In Keith Miller’s debut feature “Welcome to Pine Hill,” it was the director’s commitment to realism that separated it from other character studies, taking an incident between himself and the stranger who would ultimately play the film’s lead (Shannon Harper) over the rights to a lost pet and using it as a springboard for an examination of a young man trying to make a life for himself in spite of his troubled youth and his diminishing health. The film felt like an exploration on a number of fronts, not only for its central character, but for the director, who was largely unconcerned with narrative as he would push scenes well past their natural breaking points just to see where conversations would go and to let air in to make the experience feel more tangible.
If “Pine Hill” was about a man looking for his place in the world onscreen and off, Miller’s second feature “Five Star” has more confidence in telling the story of a man who lets the world come to him. Undoubtedly utilizing some of the same methodology that made the director’s last feel so immediate, Miller once again casts a lead who lived his part before playing it in James “Primo” Grant, a former member of the Bloods gang who goes by his real name onscreen. While physically fitting the usual description of drug pushers we’ve seen before, Grant puts all that aside from the second he opens his mouth, drawing you in as much with his soft-spoken nature as his considerable laid-back charisma.
Introduced by Miller ruminating about the birth of his child. Primo has a taste for money, but only to pay the bills for his family’s modest apartment and while there’s no mistaking his authority amongst the assorted hoods who populate the nearby park, he doesn’t advertise his position or his power. However, his life is starting to look pretty attractive to John (John Diaz), a teen whose father was an associate of Primo’s before he was killed under somewhat mysterious circumstances. Still, that doesn’t deter John from beginning to run errands for Primo, who is beginning to look towards a life out of crime.
Boiled down to a written plot synopsis, “Five Star” would sound as if it covers familiar ground as it pits the entry of a hungry newcomer trying to break into a gang against an aging boss attempting to make a graceful exit. But the film’s nuances actually break new ground, deglamorizing gang life to an even greater degree than “The Wire,” arguably the gold standard of such onscreen stories, and showing more interest in investigating John and Primo’s struggles with the identities that have been plotted out for them than their dealings with rival gangs.

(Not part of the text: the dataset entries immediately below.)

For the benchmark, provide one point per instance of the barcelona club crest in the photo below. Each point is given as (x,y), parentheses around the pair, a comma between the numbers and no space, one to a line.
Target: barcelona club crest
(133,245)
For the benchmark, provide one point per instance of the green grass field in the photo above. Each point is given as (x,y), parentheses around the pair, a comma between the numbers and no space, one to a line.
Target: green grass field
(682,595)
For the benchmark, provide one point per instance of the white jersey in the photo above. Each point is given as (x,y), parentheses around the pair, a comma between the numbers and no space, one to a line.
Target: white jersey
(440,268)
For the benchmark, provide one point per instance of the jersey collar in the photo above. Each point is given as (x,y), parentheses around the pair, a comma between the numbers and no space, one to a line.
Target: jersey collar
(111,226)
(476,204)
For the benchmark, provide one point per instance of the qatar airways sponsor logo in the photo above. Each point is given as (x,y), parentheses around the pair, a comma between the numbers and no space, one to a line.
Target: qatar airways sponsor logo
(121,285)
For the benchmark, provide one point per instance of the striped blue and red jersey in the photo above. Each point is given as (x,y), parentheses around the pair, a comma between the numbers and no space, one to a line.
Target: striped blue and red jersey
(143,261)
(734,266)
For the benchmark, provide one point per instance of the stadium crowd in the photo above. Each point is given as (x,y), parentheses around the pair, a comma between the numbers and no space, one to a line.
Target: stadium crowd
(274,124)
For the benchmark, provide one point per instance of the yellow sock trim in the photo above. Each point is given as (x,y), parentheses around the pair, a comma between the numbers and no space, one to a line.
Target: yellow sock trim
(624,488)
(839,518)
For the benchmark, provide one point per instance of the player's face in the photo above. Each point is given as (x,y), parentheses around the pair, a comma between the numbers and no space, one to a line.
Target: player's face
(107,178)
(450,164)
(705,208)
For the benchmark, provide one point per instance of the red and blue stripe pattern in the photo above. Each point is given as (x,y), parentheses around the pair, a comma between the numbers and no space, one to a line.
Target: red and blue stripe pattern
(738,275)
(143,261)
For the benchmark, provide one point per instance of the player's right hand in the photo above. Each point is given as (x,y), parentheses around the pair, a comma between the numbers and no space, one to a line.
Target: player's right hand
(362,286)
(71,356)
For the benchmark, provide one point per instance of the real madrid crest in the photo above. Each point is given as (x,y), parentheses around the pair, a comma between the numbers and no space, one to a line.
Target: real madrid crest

Still, with a thicker thread to grasp onto as far as a plot and a particularly compelling turn by Grant, “Five Star” proves more accessible than “Welcome to Pine Hill” without sacrificing any of its raw energy. Often Miller will catch an expression or a piece of likely improvised dialogue that will illuminate the darkened backrooms where its characters have been forced to live. When Primo tells John early on in his education, “Ain’t no sympathy in this shit. It’s real,” it’s unforgiving and true, qualities that would seem to define “Five Star” as a whole.
“Five Star” does not yet have U.S. distribution. It next plays the Little Rock Film Festival on May 15th and 16th and Seattle Film Festival on May 29th and May 30th.